Misteri italiani e intrighi internazionali


di Alain Charbonnier


È sempre difficile fare giustizia dei “luoghi comuni”. Sia per pigrizia, sia perché sono duri a morire. Un anno fa il Presidente Emerito Francesco Cossiga aveva dato alle stampe un libro che forniva il suo punto di vista, la sua visione sui cosiddetti “misteri italiani”. In troppi, superficiali e altezzosi, lo liquidarono come “le solite cose del picconatore”. Eppure è un libro da leggere e rileggere. E proprio in omaggio a Cossiga, uno che di intelligence se ne intendeva, a distanza di un anno proponiamo ai nostri lettori questo suo scritto, uno degli ultimi.


L’Italia dei misteri. O forse l’Italia senza misteri. Siamo abituati da sempre a cercare un grande burattinaio, anzi “il grande vecchio”, dietro spezzoni della nostra storia, dietro le tragedie che hanno travagliato il nostro Paese, dal dopoguerra a oggi.

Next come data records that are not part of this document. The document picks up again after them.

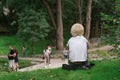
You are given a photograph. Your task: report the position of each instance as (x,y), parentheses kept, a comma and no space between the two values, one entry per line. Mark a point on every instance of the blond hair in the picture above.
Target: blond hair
(77,30)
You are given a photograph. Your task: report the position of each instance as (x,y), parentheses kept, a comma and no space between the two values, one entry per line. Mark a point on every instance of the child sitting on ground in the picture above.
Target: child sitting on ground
(77,48)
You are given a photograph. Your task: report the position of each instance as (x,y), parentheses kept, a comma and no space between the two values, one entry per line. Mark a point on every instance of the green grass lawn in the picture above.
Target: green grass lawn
(5,41)
(4,64)
(103,70)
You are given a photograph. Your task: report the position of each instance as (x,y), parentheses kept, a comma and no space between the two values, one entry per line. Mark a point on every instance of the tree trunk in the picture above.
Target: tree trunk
(79,11)
(88,19)
(52,19)
(59,26)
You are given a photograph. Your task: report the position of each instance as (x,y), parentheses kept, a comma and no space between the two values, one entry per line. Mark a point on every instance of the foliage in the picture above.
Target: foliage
(111,28)
(103,70)
(33,25)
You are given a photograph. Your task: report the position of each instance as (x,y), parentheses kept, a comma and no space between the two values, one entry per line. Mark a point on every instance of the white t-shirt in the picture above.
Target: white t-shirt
(77,49)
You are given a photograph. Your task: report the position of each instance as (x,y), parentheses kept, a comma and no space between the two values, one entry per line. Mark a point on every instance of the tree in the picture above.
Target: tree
(32,26)
(88,19)
(111,27)
(59,26)
(79,10)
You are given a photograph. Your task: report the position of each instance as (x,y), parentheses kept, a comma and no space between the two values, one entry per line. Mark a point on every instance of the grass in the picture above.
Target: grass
(103,70)
(5,41)
(4,64)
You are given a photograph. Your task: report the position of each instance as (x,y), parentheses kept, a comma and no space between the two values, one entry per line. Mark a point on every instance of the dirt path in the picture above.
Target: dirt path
(55,63)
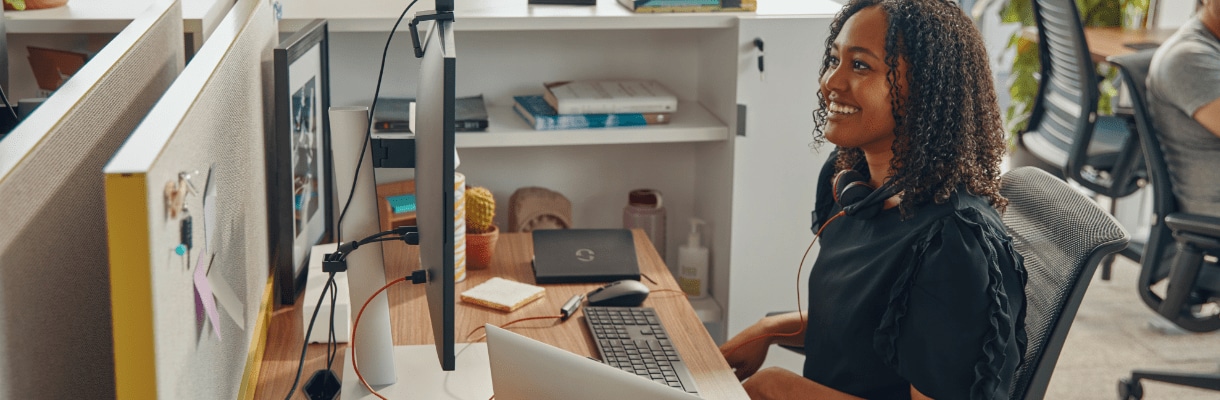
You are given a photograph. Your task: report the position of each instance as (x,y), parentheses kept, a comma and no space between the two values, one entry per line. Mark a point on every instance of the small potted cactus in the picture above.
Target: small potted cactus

La “vulgata” che va per la maggiore vuole che le scelte di politica interna e internazionale, il terrorismo rosso e quello nero, sarebbero stati manipolati ed eterodiretti a tutto danno degli interessi nazionali. Anzi, proprio per imprimere svolte contrarie alle scelte democratiche e agli interessi italiani.

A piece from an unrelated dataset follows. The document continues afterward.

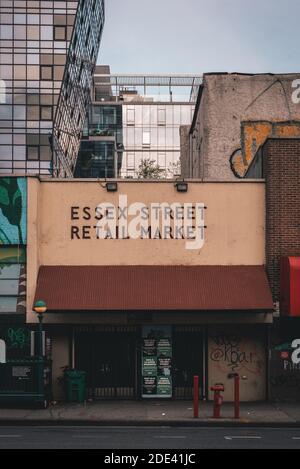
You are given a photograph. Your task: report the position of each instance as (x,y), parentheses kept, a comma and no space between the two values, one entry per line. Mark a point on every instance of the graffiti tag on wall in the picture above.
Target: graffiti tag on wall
(232,352)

Un’ipotesi scoraggiante, più adatta a quanti delineano la nostra classe politica come imbelle, inetta, asservita a interessi stranieri e a potentati economici, ostile alle svolte democratiche e alle scelte popolari.
Il fatto è che nessuno fino a oggi ha saputo dare una risposta a domande- chiave: perché l’Italia dal 1969 è stata funestata dal terrorismo e dalla violenza politica con centinaia di morti e migliaia di feriti? Perché le inchieste giudiziarie hanno dato finora molta importanza al ruolo dei Servizi segreti definiti “deviati”, della P2, della Cia, con il risultato di non approdare ad una verità giudiziaria e ad una verità storica condivisa?
Forse è ancora presto per parlare di Storia, in un Paese che non ha ancora superato il trauma e la lacerazione dell’8 Settembre e soltanto adesso comincia a fare i conti con il Risorgimento.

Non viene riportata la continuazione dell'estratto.